Mr Kavanagh also mentioned a 1996 transaction involving approximately £500,000 sterling, the net effect of which was that the money appeared to have been paid into MMI by Mr Fanning, a Mr Francis O'Brien and IBI Nominees, but in fact came from the client account - i.e. the account which held clients' funds. The lodgement came by way of Mr Paul Boucher, a director of MMI.

The lodgements into accounts in the names of directors and persons associated with them, reduced the size of those persons' debts to MMI (in liquidation). This was at the expense of Cater Allen but what is not clear is who was the beneficial owner of the Cater Allen funds.

Intriguingly, a link exists between it and a number of the MMI directors.

Cater Allen was investigated by the Central Bank before the liquidation of MMI. The bank was told the beneficial owner was a Mr Adrian Lynch, from Kilkee, Co Clare.

Mr Kavanagh is of the view that statements from an MMI director, Mr Colm O'Reilly, that Mr Lynch authorised payments from the Cater Allen account, is not credible. He believes this because the beneficial owner of Cater Allen had no authority to transact business with MMI. Rather it was Mr O'Reilly and Mr Fanning who handled the Cater Allen account as per the agreement they had with that company.

The Cater Allen accounts were opened in June 1997, with debit balances totalling £835,064, by the direct transfer of balances from accounts in the name of IBI Nominee Accounts. The Central Bank investigation found that the IBI account was jointly owned by Mr Fanning, Mr Curran and Mr Boucher.

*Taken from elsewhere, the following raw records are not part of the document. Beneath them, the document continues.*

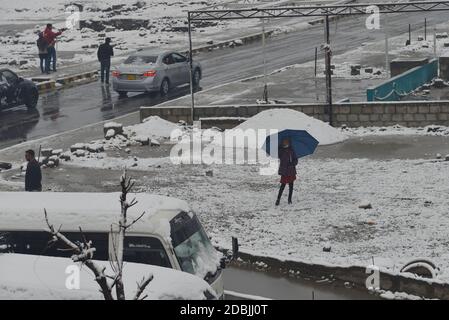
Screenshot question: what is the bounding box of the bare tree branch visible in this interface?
[134,274,154,300]
[44,209,114,300]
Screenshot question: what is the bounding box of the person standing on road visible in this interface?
[44,23,65,72]
[25,150,42,192]
[276,139,298,206]
[97,38,114,85]
[36,32,50,73]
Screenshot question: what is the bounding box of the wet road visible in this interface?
[0,12,448,149]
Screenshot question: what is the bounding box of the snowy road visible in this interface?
[0,12,447,148]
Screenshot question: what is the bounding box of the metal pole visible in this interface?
[424,18,427,40]
[187,12,195,125]
[262,19,268,103]
[433,26,437,58]
[408,23,412,45]
[325,15,333,126]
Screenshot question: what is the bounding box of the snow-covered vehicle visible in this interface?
[0,69,39,110]
[0,192,224,298]
[112,51,202,96]
[0,253,216,300]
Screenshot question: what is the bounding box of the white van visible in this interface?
[0,192,224,298]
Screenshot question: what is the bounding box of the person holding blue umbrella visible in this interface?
[276,138,298,206]
[262,129,319,206]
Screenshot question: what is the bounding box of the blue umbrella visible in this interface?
[262,129,319,158]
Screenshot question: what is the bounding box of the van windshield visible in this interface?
[170,212,220,279]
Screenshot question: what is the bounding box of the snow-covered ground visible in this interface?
[0,0,286,70]
[3,110,449,282]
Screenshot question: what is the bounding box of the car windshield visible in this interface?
[170,212,220,278]
[124,56,157,65]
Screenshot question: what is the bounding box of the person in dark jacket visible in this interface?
[276,139,298,206]
[25,150,42,191]
[97,38,114,84]
[36,32,50,73]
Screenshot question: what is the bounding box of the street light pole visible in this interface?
[187,12,195,125]
[325,15,333,126]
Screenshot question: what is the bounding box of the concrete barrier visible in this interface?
[231,252,449,300]
[140,100,449,129]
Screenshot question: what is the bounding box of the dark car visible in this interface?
[0,69,39,110]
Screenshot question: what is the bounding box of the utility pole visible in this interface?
[187,12,195,125]
[325,15,333,126]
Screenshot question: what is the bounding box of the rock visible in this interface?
[234,39,243,47]
[0,162,12,170]
[51,149,64,156]
[103,122,123,135]
[73,149,86,157]
[59,152,72,161]
[104,129,115,140]
[70,143,86,153]
[41,148,53,157]
[134,136,150,146]
[359,201,373,210]
[86,144,104,153]
[433,78,446,88]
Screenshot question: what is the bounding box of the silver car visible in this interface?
[112,51,202,96]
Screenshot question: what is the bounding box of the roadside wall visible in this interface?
[366,59,438,101]
[140,101,449,127]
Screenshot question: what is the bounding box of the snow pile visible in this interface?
[125,116,179,139]
[228,109,347,145]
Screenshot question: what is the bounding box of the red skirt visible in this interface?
[281,176,296,184]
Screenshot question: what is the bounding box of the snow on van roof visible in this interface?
[0,192,190,237]
[0,253,215,300]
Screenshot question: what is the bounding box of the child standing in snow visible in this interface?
[276,139,298,206]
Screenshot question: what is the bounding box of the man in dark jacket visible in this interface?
[25,150,42,191]
[97,38,114,84]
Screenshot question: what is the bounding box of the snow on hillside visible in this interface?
[232,109,347,145]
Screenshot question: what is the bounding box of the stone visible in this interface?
[359,201,373,210]
[134,136,150,146]
[86,144,104,153]
[41,148,53,157]
[0,162,12,170]
[59,152,72,161]
[70,143,86,153]
[103,122,123,134]
[104,129,116,140]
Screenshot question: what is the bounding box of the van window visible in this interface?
[170,212,220,278]
[0,231,108,261]
[123,237,172,268]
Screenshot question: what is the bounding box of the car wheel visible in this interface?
[160,79,170,97]
[193,69,201,88]
[24,89,39,109]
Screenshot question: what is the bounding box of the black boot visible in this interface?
[288,183,293,204]
[276,184,285,206]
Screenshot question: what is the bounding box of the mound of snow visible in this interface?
[125,116,179,139]
[232,109,348,145]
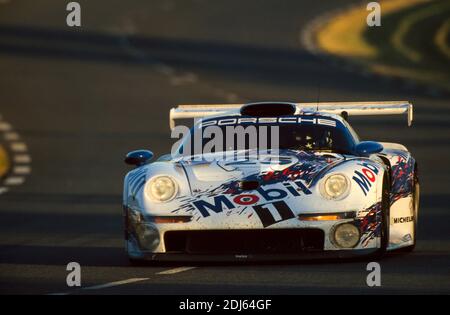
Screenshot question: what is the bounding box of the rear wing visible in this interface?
[170,101,413,129]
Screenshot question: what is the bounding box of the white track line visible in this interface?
[156,267,197,275]
[48,278,149,295]
[48,267,197,295]
[82,278,149,290]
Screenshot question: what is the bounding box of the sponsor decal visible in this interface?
[394,216,414,224]
[391,152,414,205]
[352,162,379,196]
[356,202,382,247]
[402,233,412,242]
[199,116,336,128]
[192,181,311,217]
[253,201,295,227]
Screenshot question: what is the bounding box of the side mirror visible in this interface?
[355,141,383,156]
[125,150,153,166]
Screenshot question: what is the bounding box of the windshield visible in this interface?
[180,115,355,154]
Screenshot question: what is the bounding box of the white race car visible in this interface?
[123,102,419,262]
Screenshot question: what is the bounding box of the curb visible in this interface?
[300,3,450,98]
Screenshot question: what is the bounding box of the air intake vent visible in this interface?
[241,102,296,117]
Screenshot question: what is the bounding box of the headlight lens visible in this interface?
[334,223,360,248]
[136,224,160,251]
[145,176,178,202]
[322,174,350,200]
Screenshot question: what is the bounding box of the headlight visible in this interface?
[145,176,178,202]
[136,224,160,251]
[334,223,359,248]
[321,174,350,200]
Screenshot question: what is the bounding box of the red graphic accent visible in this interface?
[362,168,375,183]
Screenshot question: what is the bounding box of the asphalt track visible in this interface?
[0,0,450,294]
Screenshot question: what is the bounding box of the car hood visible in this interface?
[176,150,346,195]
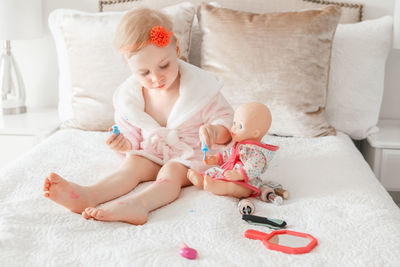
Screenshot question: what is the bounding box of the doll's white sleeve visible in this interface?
[242,149,267,181]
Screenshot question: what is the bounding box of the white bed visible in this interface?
[0,0,400,266]
[0,130,400,266]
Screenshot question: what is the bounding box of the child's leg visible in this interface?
[204,178,253,198]
[43,155,160,214]
[85,162,191,224]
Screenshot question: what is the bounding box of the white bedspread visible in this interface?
[0,130,400,267]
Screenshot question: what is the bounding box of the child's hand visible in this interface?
[198,124,218,148]
[204,156,219,165]
[224,170,244,181]
[106,128,132,152]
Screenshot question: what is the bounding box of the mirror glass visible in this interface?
[269,234,310,248]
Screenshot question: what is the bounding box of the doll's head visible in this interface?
[115,8,180,90]
[231,102,272,142]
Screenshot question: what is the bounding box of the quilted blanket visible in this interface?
[0,130,400,266]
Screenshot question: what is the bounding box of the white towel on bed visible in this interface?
[0,130,400,266]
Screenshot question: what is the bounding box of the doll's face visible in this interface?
[231,112,258,142]
[231,103,271,142]
[127,42,179,90]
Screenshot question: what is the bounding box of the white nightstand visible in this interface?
[361,120,400,191]
[0,108,60,168]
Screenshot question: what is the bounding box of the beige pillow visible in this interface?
[49,3,196,131]
[99,0,363,66]
[198,4,340,137]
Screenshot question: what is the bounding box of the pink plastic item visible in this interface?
[179,243,197,260]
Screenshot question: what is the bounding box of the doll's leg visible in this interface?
[204,178,253,198]
[187,167,219,189]
[82,162,191,225]
[186,169,204,189]
[43,155,160,215]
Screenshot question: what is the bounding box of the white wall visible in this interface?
[7,0,400,119]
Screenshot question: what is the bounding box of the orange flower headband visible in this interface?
[120,25,174,52]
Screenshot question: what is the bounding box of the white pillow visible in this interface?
[326,16,393,140]
[49,2,196,131]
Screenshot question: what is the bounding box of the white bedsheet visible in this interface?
[0,130,400,266]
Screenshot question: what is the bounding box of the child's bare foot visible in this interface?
[82,199,149,225]
[43,173,96,213]
[186,169,204,189]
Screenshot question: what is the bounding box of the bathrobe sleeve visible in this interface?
[201,93,233,130]
[114,112,143,150]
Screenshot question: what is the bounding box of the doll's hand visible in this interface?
[224,170,244,181]
[106,128,132,152]
[197,124,218,149]
[204,156,218,165]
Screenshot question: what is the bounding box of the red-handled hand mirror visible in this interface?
[244,229,318,254]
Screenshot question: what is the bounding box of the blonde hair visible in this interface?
[114,8,177,58]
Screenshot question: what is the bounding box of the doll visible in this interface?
[187,102,279,198]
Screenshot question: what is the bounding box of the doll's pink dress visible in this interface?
[114,60,233,172]
[203,140,279,197]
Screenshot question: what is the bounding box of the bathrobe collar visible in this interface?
[114,60,223,129]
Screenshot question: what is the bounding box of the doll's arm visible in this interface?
[238,151,267,183]
[199,93,233,148]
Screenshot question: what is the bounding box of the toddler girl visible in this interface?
[43,8,233,224]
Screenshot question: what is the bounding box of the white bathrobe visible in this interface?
[114,60,233,171]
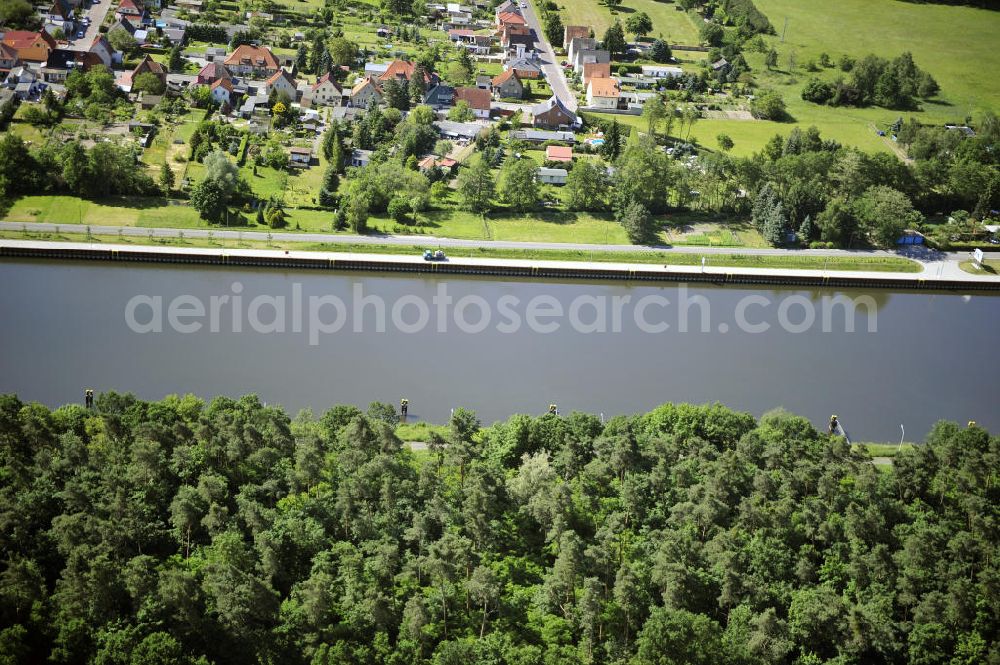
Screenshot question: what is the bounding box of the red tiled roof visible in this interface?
[378,60,431,83]
[497,12,527,25]
[455,88,492,111]
[209,78,233,92]
[312,72,343,91]
[493,69,521,86]
[545,145,573,162]
[267,69,295,88]
[587,78,621,97]
[225,44,278,69]
[3,30,58,49]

In a letter to the Central Bank in July 1997, Mr Fanning admits this was previously the case, but says the account is now owned by his father, Mr Enda Fanning. The point is important as it means that MMI had as a client a company, the beneficial owners of which were three of MMI's directors.

A Mr Adrian Lynch, of Kilkee, Co Clare, when contacted last night, said he had never heard of Cater Allen, MMI Stockbrokers, or any of its directors.

Whoever owns the funds lodged with MMI on behalf of Cater Allen may or may not take a case to have their funds returned. The general view before the liquidator discovering evidence of possible misappropriation, was that he would be unlikely to ever get the debts due to MMI from Cater Allen.

On the books Cater Allen owes £426,004. However, if £1.9 million of its money was misappropriated, it could claim it is owed £1.5 million plus. The MMI story is set to run and run.